Installation#
This page contains the installation instructions for self-hosting the open source version of Orchest.
The easiest way to use Orchest is through our free hosted version. Get up and running with a fully configured Orchest instance in less than 2 minutes.
Note
Orchest is in beta.
Prerequisites#
To install Orchest you will need a running Kubernetes (k8s) cluster. You can either pick a managed service by one of the certified cloud platforms or create a cluster yourself. For single node deployments, we recommend using at (the very) least 2 CPU and 8GB of RAM (see CPU contention). Do note that only the following container runtimes are supported:
Pick your deployment environment and Kubernetes distribution and follow the installation steps below.
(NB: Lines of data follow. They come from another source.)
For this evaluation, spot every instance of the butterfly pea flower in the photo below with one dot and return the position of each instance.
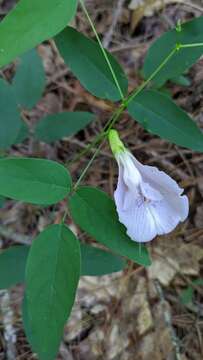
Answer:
(148, 201)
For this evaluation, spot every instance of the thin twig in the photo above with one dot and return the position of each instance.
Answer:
(117, 12)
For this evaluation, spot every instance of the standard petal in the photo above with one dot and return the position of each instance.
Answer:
(158, 179)
(168, 213)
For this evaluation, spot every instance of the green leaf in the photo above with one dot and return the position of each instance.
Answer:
(2, 201)
(191, 32)
(30, 23)
(96, 214)
(181, 80)
(52, 275)
(97, 262)
(29, 80)
(161, 116)
(10, 121)
(87, 62)
(57, 126)
(26, 323)
(32, 180)
(12, 266)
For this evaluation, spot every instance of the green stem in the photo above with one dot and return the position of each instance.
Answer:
(120, 110)
(182, 46)
(87, 167)
(102, 49)
(151, 77)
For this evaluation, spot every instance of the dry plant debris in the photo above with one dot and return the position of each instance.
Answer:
(123, 316)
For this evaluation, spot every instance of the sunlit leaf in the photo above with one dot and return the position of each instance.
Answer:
(85, 59)
(32, 180)
(52, 275)
(161, 116)
(97, 262)
(12, 266)
(30, 23)
(29, 80)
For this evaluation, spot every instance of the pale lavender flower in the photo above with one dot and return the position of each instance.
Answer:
(148, 201)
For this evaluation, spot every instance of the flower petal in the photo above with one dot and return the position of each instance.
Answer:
(157, 178)
(135, 216)
(167, 214)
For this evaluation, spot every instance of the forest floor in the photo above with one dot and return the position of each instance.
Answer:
(139, 313)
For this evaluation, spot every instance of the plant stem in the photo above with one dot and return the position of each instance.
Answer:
(182, 46)
(102, 49)
(117, 114)
(87, 167)
(151, 77)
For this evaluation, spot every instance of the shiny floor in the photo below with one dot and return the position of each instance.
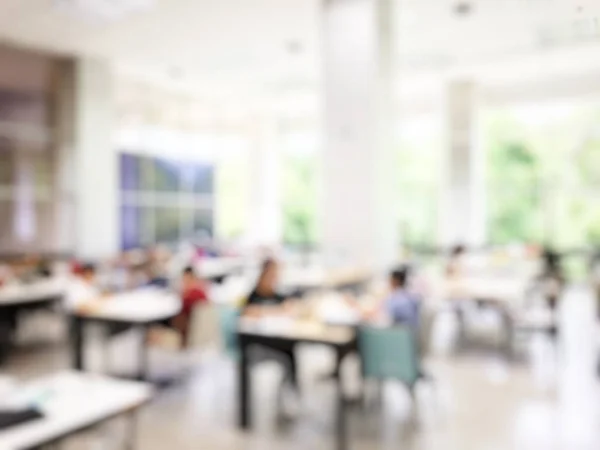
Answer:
(546, 397)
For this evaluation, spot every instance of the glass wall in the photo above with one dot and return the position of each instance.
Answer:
(164, 201)
(300, 184)
(419, 156)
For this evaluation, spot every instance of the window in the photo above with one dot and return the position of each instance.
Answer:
(164, 200)
(418, 170)
(300, 172)
(543, 173)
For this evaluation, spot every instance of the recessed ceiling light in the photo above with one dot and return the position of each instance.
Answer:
(463, 8)
(104, 10)
(293, 47)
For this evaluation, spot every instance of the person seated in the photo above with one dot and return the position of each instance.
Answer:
(264, 298)
(193, 292)
(154, 277)
(401, 306)
(83, 293)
In case you have custom requirements, be sure to first check out the custom requirements section.
Installing Orchest#
We recommend installing Orchest on a clean cluster to prevent clashes with existing cluster-level resources,
even though installing Orchest on an existing cluster is fully supported.
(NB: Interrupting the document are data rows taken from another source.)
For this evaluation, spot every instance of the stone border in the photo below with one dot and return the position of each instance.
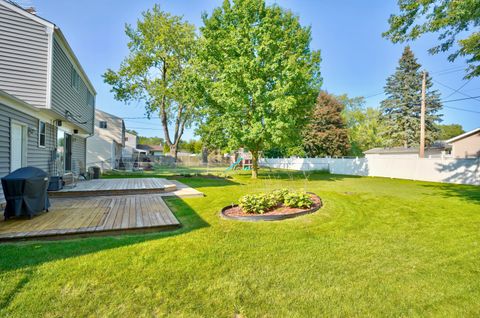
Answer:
(266, 217)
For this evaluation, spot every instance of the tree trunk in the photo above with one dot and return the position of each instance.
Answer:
(204, 155)
(174, 151)
(254, 164)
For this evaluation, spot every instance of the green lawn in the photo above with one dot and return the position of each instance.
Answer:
(378, 247)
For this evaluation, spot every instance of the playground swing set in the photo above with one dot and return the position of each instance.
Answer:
(243, 162)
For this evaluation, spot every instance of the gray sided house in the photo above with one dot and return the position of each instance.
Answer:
(47, 103)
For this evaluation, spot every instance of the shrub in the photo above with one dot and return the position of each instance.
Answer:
(298, 200)
(257, 203)
(279, 195)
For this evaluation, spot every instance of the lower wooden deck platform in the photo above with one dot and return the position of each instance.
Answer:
(123, 186)
(100, 215)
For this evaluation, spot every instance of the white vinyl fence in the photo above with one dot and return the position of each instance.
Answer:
(463, 171)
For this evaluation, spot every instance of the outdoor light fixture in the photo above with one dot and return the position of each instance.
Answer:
(31, 131)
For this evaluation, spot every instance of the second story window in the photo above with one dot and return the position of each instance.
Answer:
(41, 133)
(90, 99)
(74, 79)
At this time we only support running Orchest on Linux (x86_64
). Either through minikube
on a Linux bare-metal/VM or on a Kubernetes cluster.
Managing your Orchest installation#
Your Orchest installation can be fully managed through the orchest-cli
, check out the available
commands in the Orchest CLI reference.
Note
Your Kubernetes cluster has to be up in order for the orchest-cli
to be able to interact with it.
Self hosting a multi node deployment#
If you want to self-host and manage a multi-node Orchest installation, there are a few things to consider, mostly pertaining to storage. Most likely, you’ll need to get accustomed to the Orchest CRD to be aware of what can be customized, e.g. backing a PVC with an EFS.
The docker registry#
The Orchest deployment includes a docker registry to store images of built environments. This single write storage will get larger as you add more environments to your project, so you’ll need to choose a storage option that can handle the increased size or that can be resized later.
The user directory#
Orchest stores most of its data in the user directory, which is used by various services, pipeline steps, and other internal processes. In a multi-node setup, the userdir
PVC needs to be backed by storage that can handle multiple writers across nodes, such as NFS or EFS. Alternatively, you could use a distributed file system and an host path for the volume.
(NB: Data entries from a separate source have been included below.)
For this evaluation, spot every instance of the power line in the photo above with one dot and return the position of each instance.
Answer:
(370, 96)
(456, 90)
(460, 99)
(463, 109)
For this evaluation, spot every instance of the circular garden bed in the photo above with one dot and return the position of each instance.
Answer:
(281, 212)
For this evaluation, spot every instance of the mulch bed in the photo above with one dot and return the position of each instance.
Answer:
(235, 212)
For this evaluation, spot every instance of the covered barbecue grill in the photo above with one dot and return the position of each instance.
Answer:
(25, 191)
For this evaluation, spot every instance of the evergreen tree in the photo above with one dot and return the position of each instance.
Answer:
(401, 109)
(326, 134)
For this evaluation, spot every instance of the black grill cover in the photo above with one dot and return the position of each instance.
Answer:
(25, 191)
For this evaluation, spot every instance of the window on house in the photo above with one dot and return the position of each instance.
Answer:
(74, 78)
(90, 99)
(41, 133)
Control plane and worker nodes#
A multi node cluster allows to separate what we could consider the Orchest control plane from the
work to be done, like running user pipelines. This can improve stability, performance and costs by
making sure the two take place in different nodes of the cluster. The orchest-cli
install
command has some hidden flags that allow you to do this based on node labels. This isn’t exactly a
feature we consider published but more like an internal function that we mention here to ease the
life of users with more advanced requirements. You’ll have to take a look at the orchest-cli
code
in the Orchest repo, overall, this particular feature can be considered stable.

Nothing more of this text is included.